JACS系统由HESA(高等教育统计局是英国负责收集、分析及传播高等教育信息的官方机构)和UCAS(英国全国大学的统一学生申请机构)共同拥有和维护。
所有JACS 3.0主题代码都由一个字母后跟三个数字组成,第一个数字是非零的。首字母标识学科组,例如F表示物理科学。首字母和紧随其后的数字表示主要学科,例如F5天文学。第二个和第三个数字更精确地识别对象,例如F52空间和行星科学。更精确的F521空间科学和F522行星科学。
F5表示所有天文学和天文学中的总数,而不是F500。同样,F52指的是整个空间和行星科学。而不是F520。

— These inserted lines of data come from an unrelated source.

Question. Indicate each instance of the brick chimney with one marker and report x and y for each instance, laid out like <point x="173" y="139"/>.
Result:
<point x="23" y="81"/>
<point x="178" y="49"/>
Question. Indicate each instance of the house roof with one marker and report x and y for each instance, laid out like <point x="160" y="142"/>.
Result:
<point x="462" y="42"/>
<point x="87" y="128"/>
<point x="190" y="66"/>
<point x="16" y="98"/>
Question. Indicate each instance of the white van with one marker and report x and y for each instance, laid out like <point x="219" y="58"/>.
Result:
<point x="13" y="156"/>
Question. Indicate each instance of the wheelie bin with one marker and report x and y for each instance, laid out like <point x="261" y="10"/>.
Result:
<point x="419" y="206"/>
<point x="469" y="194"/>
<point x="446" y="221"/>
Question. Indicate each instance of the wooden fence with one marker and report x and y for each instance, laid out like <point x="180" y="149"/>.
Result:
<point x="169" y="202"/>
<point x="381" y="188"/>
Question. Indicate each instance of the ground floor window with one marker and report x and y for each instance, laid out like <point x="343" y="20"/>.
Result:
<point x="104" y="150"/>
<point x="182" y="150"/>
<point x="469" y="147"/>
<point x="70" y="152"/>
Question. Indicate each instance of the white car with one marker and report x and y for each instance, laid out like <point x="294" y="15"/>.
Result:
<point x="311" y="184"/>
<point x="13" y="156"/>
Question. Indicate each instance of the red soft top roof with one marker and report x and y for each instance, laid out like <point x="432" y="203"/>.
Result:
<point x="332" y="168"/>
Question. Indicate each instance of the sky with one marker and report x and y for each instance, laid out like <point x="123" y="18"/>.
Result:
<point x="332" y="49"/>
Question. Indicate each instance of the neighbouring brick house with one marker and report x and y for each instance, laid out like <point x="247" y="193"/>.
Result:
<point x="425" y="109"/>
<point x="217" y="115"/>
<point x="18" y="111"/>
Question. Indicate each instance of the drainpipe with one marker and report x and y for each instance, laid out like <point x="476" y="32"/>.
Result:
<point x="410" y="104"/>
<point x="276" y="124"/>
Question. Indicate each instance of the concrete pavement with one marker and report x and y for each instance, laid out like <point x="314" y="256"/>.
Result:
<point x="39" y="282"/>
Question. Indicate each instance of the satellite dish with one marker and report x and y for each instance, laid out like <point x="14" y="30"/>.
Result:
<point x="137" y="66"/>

数据总共有一千多条,导师希望我把数据画成一个径向树状图的形式,类似下面这个图,因为学科分类是涉及层次等级的,所以用这种树形图也可以很清晰的看出学科所处的等级
查找了一下pyecharts可以实现这个功能,数据的形式使用的是json格式的,所以这就需要我把原先的excel列表格式数据转化成json格式的数据,所以就写了两个脚本实现了这个这个功能。
首先原始数据的格式如下:
1、先用脚本将原先第一列的学科编码进行等级分割
import pandas as pd
# Load the data
data = pd.read_csv('JACS3_Vocab.csv')
# Pre-process the data
data.columns = ['code', 'subject']
data['Level_1'] = data['code'].str[0]
data['Level_2'] = data['code'].str[:2]
data['Level_3'] = data['code'].str[:3]
data['Level_4'] = data['subject']
# Define a dictionary for Level_1 replacements
replacement_dict = {
"A": "Medicine and Dentistry",
"B": "Subjects Allied to Medicine",
"C": "Biological Sciences",
"D": "Veterinary Sciences, Agriculture and related subjects",
"F": "Physical Sciences",
"G": "Mathematical Sciences",
"H": "Engineering",
"I": "Computer Sciences",
"J": "Technologies",
"K": "Architecture, Building and Planning",
"L": "Social Studies",
"M": "Law",
"N": "Business and Administrative Studies",
"P": "Mass Communication & Documentation",
"Q": "Linguistics, Classics and Related Subjects",
"R": "European Languages, Literature and Related Subjects",
"T": "Eastern, Asiatic, African, American and Australasian Languages, Literature and Related Subjects",
"V": "Historical and Philosophical Studies",
"W": "Creative Arts and Design",
"X": "Education"
}
# Replace the values in Level_1
data['Level_1'] = data['Level_1'].replace(replacement_dict)
# Add the Weight column
data['Weight'] = 1
# Re-order the columns
data = data[['code', 'Level_1', 'Level_2', 'Level_3', 'Level_4', 'Weight']]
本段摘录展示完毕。